1001 Filmes para Ver Antes de Morrer

23/12/2008 | Categoria: Outros textos

Edição luxuosa reúne 75 críticos apaixonados por cinema e incentiva-os a compartilhar esse amor com outras pessoas

Por: Rodrigo Carreiro

Quanto tempo você leva para ver um total de 1001 filmes? A maioria dos mortais comuns provavelmente passará a vida inteira sem ver tantas obras de arte audiovisuais, mesmo incluindo aquelas sessões despretensiosas em que a televisão está ligada e você espia de vez em quando, com o rabo do olho, enquanto cochila no sofá ou faz qualquer outra coisa na sala de sua casa. Um cálculo rápido confirma o raciocínio: se vir um filme por dia, religiosamente (número que raríssimos cinéfilos conseguem cumprir), você vai precisar de três anos e três meses para completar todas as indicações sugeridas por “1001 Filmes para Ver Antes de Morrer”, a compilação de 960 páginas coordenada por Stephen Jay Schneider. Trata-se de um sucesso editorial traduzido para 25 línguas e com mais de um milhão de exemplares vendidos pelo mundo.

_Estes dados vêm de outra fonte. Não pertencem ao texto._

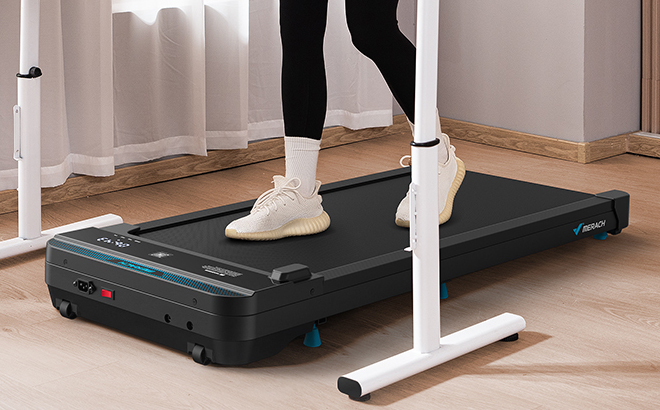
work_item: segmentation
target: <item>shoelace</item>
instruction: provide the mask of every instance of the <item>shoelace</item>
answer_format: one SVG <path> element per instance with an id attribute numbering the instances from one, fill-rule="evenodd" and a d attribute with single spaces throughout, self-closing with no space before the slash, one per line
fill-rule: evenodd
<path id="1" fill-rule="evenodd" d="M 293 185 L 289 185 L 293 182 Z M 275 181 L 273 181 L 275 183 Z M 294 199 L 298 195 L 298 188 L 300 188 L 301 182 L 299 178 L 291 178 L 285 184 L 280 187 L 275 187 L 269 189 L 268 191 L 261 194 L 255 202 L 251 214 L 260 211 L 261 209 L 266 210 L 266 215 L 270 215 L 271 206 L 273 210 L 277 210 L 277 200 L 279 200 L 284 205 L 284 199 L 282 196 L 286 196 L 289 199 Z"/>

É difícil imaginar uma razão objetiva e sensata que leve um pesquisador a coordenar um grupo internacional e multidisciplinar de trabalho, composto por 75 críticos e estudiosos de cinema de nove diferentes países, na tarefa hercúlea de selecionar os títulos e escrever pequenas resenhas críticas sobre cada um deles. No prefácio da luxuosa edição brasileira, toda impressa em papel couché, Schneider confessa: não há argumento capaz de sustentar a consistência ou a lógica do projeto. Ao concebê-lo, ele simplesmente queria juntar um grupo de apaixonados por cinema e incentivá-los a compartilhar esse amor com outras pessoas, com qualquer grau de conhecimento técnico-teórico sobre filmes, que também gostassem de se embriagar com filmes. A arte, afinal, não é objetiva. E nem precisa ser sensata.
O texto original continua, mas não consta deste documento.